In fact, every SMOTE-based method can be decomposed into two mechanisms: a data selection mechanism and a data generation mechanism. The aforementioned methods all improve the data selection mechanism while adopting the same linear interpolation as SMOTE for generating new samples. However, this linear interpolation approach limits the quality of synthesized samples and is also a primary reason why some oversampling methods cannot overcome intra-class imbalance issues \cite{31}. Literature \cite{32} also points out that synthesized new samples should have the ability to expand the minority class region to emphasize the importance of the minority class in the overall data distribution. Particularly, when minority class samples are multi-cluster distributed, linear interpolation performs synthesis operations between clusters, causing new samples to fall into the majority class region and form noise, further aggravating overlap between the two classes \cite{33}.

To address the problems existing in the linear interpolation generation mechanism and make new samples more random and diverse, this paper proposes a data generation mechanism with hypercuboid constraints (referred to as the hypercuboid generation mechanism). This mechanism first constructs a hypercuboid using the line connecting a minority class root sample and its selected neighbor as the diagonal; new samples will be generated within this hypercuboid. However, before generation, it is necessary to detect whether majority class samples exist within the hypercuboid. If they do, the hypercuboid is adjusted. Finally, new minority class samples are generated in safe regions without majority class samples. The hypercuboid generation mechanism is an independent module that can replace linear interpolation and be integrated into most SMOTE-based methods. Next, this paper will first explain the proposed hypercuboid generation mechanism, then embed it into three oversampling methods—SMOTE, Borderline-SMOTE, and ADASYN—and conduct experimental comparisons with the original methods to evaluate the effectiveness of this mechanism.

1.1 SMOTE and Linear Interpolation

SMOTE iteratively searches and selects one sample from the minority class as a root sample, calculates the Euclidean distances from the root sample to other minority class samples, and obtains the k nearest minority class neighbors of the root sample. Then, between the root sample and a randomly selected neighbor, SMOTE uses linear interpolation to synthesize new minority class samples.

Given a minority class sample set $X$ in d-dimensional Euclidean space $\mathbb{R}^d$, assume $x_i \in X$ is the currently selected root sample, and when $k=5$, the obtained neighbor set is $S_{nn} = {x_{nn_1}, x_{nn_2}, x_{nn_3}, x_{nn_4}, x_{nn_5}}$. According to SMOTE's linear interpolation principle, if $x_{nn_2}$ is randomly selected (Fig. 1(a)), the new sample $x_{syn}$ will be synthesized on the line connecting $x_i$ and $x_{nn_2}$, that is:

$$
x_{syn} = x_i + \varepsilon \times (x_{nn_2} - x_i)
$$

where $\varepsilon$ is a random number between (0, 1). Intuitively, $x_{syn}$ is restricted to a line segment, and literature \cite{31} also points out that this linear interpolation affects the quality of synthesized new samples.
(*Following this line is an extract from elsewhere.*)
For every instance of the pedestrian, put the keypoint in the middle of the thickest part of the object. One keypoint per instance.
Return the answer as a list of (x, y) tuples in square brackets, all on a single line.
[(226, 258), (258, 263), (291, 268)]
Additionally, if the selected neighbor sample is $x_{nn_5}$ (Fig. 1(b)), the line connecting $x_i$ and $x_{nn_5}$ will pass through the majority class region, and the new sample $x_{syn}$ will be synthesized among majority class samples, resulting in noise generation.

1.2 Generation within Hypercuboid

To address the aforementioned problems of linear interpolation, this paper proposes a hypercuboid generation mechanism to expand the distribution range of minority class samples. Given $x_i \in X$ in $\mathbb{R}^d$, if its neighbor $x_{nn_2}$ is randomly selected (Fig. 2(a)), the new sample $x_{syn}$ will be synthesized within the hypercuboid determined by $x_i$ and $x_{nn_2}$, that is:

$$
x_{syn} = x_i + A \times (x_{nn_2} - x_i)
$$

where $A$ is a d-order diagonal matrix, $A = \text{diag}(\alpha_1, \alpha_2, \cdots, \alpha_d)$, and $\alpha_i (i=1,2,\cdots,d)$ are random numbers between (0, 1). If the minority class samples are expanded by dimension, $x_i = {x_i^1, x_i^2, \cdots, x_i^d}^T$ and $x_{nn_2} = {x_{nn_2}^1, x_{nn_2}^2, \cdots, x_{nn_2}^d}^T$ will be represented as:

$$
x_{syn} = \begin{pmatrix}
x_i^1 + \alpha_1 \times (x_{nn_2}^1 - x_i^1) \
x_i^2 + \alpha_2 \times (x_{nn_2}^2 - x_i^2) \
\vdots \
x_i^d + \alpha_d \times (x_{nn_2}^d - x_i^d)
\end{pmatrix}
$$

Through Equation (3), it can be seen that compared with linear interpolation, generation within the hypercuboid increases the randomness and distribution range of new samples. However, it is worth noting that $x_{syn}$ still has a certain probability of being synthesized on the line connecting $x_i$ and $x_{nn_2}$, at which point the hypercuboid generation mechanism degenerates into linear interpolation.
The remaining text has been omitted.